Given the ongoing impacts from geopolitical issues and certain redemptions in retail-focused funds, the current environment is offering wider spreads, higher fees and better terms. With over $150 billion of available capital and a highly diversified platform, we are well positioned to take advantage of these conditions and deploy capital at more attractive risk-adjusted returns. Importantly, our business model continues to provide us with a degree of diversification, stability and flexibility. We operate leading businesses across an array of global credit, real estate, infrastructure, secondaries and PE strategies. Our earnings are driven by management fees, supported by long-duration capital and complemented by performance income that we believe will continue to grow over time.
This combination enables us to remain patient and opportunistic while continuing to generate durable growth in earnings. We are excited about the many levers that we have for profitable growth and our ability to continue driving long-term shareholder value.
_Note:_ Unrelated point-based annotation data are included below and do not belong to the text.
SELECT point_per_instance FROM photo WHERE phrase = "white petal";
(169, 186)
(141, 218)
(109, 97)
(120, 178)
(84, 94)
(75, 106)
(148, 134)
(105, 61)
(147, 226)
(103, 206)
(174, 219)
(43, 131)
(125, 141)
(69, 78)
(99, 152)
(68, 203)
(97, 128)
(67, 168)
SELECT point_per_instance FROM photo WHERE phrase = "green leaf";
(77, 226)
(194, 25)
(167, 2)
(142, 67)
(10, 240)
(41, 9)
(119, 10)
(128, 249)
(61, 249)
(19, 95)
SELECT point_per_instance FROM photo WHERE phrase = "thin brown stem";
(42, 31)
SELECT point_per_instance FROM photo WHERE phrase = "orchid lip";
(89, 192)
I would remind everyone that Ares Management Corporation experienced its two fastest periods of growth during the GFC and COVID, as we were able to leverage our competitive advantages to consolidate share and as our institutional investors increased their allocations to us to take advantage of improving returns in choppy markets.
As always, I want to thank our employees around the world for their continued hard work and dedication, and I want to thank our investors for their ongoing support and confidence in our platform. We will now open the call for questions.
Operator: We will go first today to Craig Siegenthaler with Bank of America.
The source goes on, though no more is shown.